Франни, вытянув ноги, разглядывала их.

– Кстати, еще о Гарольде. Замечаешь ли ты-что-нибудь странное в моих ногах, Стюарт?

Стью придирчиво посмотрел.

– Ничего. Только то, что ты надела эти смешные туфли фирмы «Эф шуз». И они, кажется, тебе великоваты.

Она шутливо шлепнула его по спине.

– «Эф шуз» – отличная обувь. Так утверждается во всех шикарных журналах. Кстати, у меня всего лишь седьмой размер. Маленький.

– Так какое отношение имеют твои ноги ко всему этому?

– Думаю, никакое. Просто Гарольд все время смотрел на мои ноги. После собрания, когда все мы сидели на траве и разговаривали. – Она покачала головой, слегка хмурясь. – Нет, скажи все-таки, почему это Гарольд Лаудер так заинтересовался моими ногами?
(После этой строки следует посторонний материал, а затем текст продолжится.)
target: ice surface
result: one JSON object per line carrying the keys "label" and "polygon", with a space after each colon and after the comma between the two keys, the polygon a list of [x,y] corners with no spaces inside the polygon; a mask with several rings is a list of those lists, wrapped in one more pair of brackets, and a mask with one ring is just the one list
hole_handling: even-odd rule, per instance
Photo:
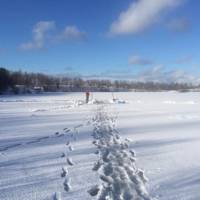
{"label": "ice surface", "polygon": [[136,156],[151,197],[200,199],[199,93],[116,93],[117,102],[94,93],[90,104],[84,95],[0,97],[0,200],[95,199],[88,191],[102,188],[102,163],[91,119],[102,105],[116,117],[117,137]]}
Проводив Лео, который побежал к дому, где он жил с «мамочкой-Надин», Ларри и Люси добрались домой в одиночестве. Когда они уже подходили к двери, Люси сказала:

– Вот это было собрание! Я никогда не думала… – Слова застряли у нее в горле, когда темная фигура выступила из тени крыльца. Ларри почувствовал, как горячий, липкий страх поднимается изнутри. «Это он, – с ужасом подумал Ларри. – Он пришел за мной… Теперь я увижу его лицо».

Позже он удивлялся, как такая мысль могла прийти ему в голову, потому что это была Надин Кросс. На ней было серо-голубое платье, волосы рассыпались по плечам и спине – черные волосы со снежно-белыми вспышками.

«Рядом с ней Люси выглядит как старая разбитая машина», – подумал Ларри, прежде чем смог пресечь эти мысли, а затем возненавидел себя за них. Это было в духе старого Ларри… старого Ларри? С таким же успехом можно было сказать – старого Адама.

– Надин, – с дрожью в голосе произнесла Люси, прижимая руку к груди. – Ты напугала меня до смерти.

Я подумала… я не знала, что и думать.

Надин, не обратив внимания на Люси, взглянула на Ларри:

– Могу я поговорить с тобой? – Что? Сейчас? – Ларри посмотрел на Люси или подумал, что посмотрел… позже он так и не мог вспомнить, как выглядела Люси в тот момент. Как будто ее затмила звезда – скорее черная, чем светлая.

– Сейчас. Именно сейчас.

– Утром было бы…

– Немедленно, Ларри. Или никогда.

Он снова взглянул на Люси и теперь увидел ее, увидел смирение и покорность на ее лице, когда она переводила взгляд с него на Надин. Он увидел боль.

– Я сейчас вернусь, Люси.

– Нет, не вернешься, – глухо произнесла она. В глазах ее блеснули слезы. – О нет, я сомневаюсь.

– Через десять минут.

– Десять минут, десять лет, – сказала Люси. – Она пришла забрать тебя. Ты захватила ошейник и намордник, Надин?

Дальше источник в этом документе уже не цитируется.